Fortunately the meaning has mellowed through the years and now it refers to a task that must be completed by a certain time.
I’m not interested in actual deadlines. Those stress-filled nails that pin your soul to some arbitrary time. Those can’t be fully avoided. As a teacher, I do put down deadlines, but I understand my workforce (a group of sometimes not intrinsically motivated eleven-year-olds). If I want the project done by Friday, I set the deadline to Thursday (or even Wednesday). Because I know things can trickle in.
Yet as an artist, I love self-imposed deadlines. It’s the only way to get work done. That slight bit of worry will push me through to actual completion.
For example, I count the days until vacation comes.

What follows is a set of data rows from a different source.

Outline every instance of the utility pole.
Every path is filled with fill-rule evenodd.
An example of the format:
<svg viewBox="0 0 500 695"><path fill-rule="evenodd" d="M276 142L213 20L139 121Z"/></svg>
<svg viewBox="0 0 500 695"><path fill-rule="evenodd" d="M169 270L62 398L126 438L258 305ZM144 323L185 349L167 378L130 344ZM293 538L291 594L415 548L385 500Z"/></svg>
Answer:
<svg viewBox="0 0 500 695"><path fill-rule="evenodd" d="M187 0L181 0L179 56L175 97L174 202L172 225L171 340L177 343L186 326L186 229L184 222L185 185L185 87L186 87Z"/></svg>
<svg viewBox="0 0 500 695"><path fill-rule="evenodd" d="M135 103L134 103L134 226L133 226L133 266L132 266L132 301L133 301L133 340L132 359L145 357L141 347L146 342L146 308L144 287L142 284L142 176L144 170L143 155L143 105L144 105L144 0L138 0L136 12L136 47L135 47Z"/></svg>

Report cards are sent out and I can finally get to do all the things I want to. Yet, what often happens is that I lounge about. The idea of tomorrow always repeating in my mind. So inevitably I end up back at work with little artistically to show for the time off.
So I set imaginary deadlines for myself. And I tell people about them, thus cementing them into the fabric of the universe. I will say that such and such a story must be completed by this date. Or that I need to finish these comic panels by the weekend. I never really know what the “or else” will be. Much like the deadlines I set for my students, there’s plenty of grace period. Loads, in fact, if the date I picked was entirely arbitrary.
Yet it serves its purpose. I get things done.
In the end, no one is going to kill you for missing a deadline. You create the tension and desire all by yourself. And if you can trick you mind in to getting off the sofa, then the winner in all this is you.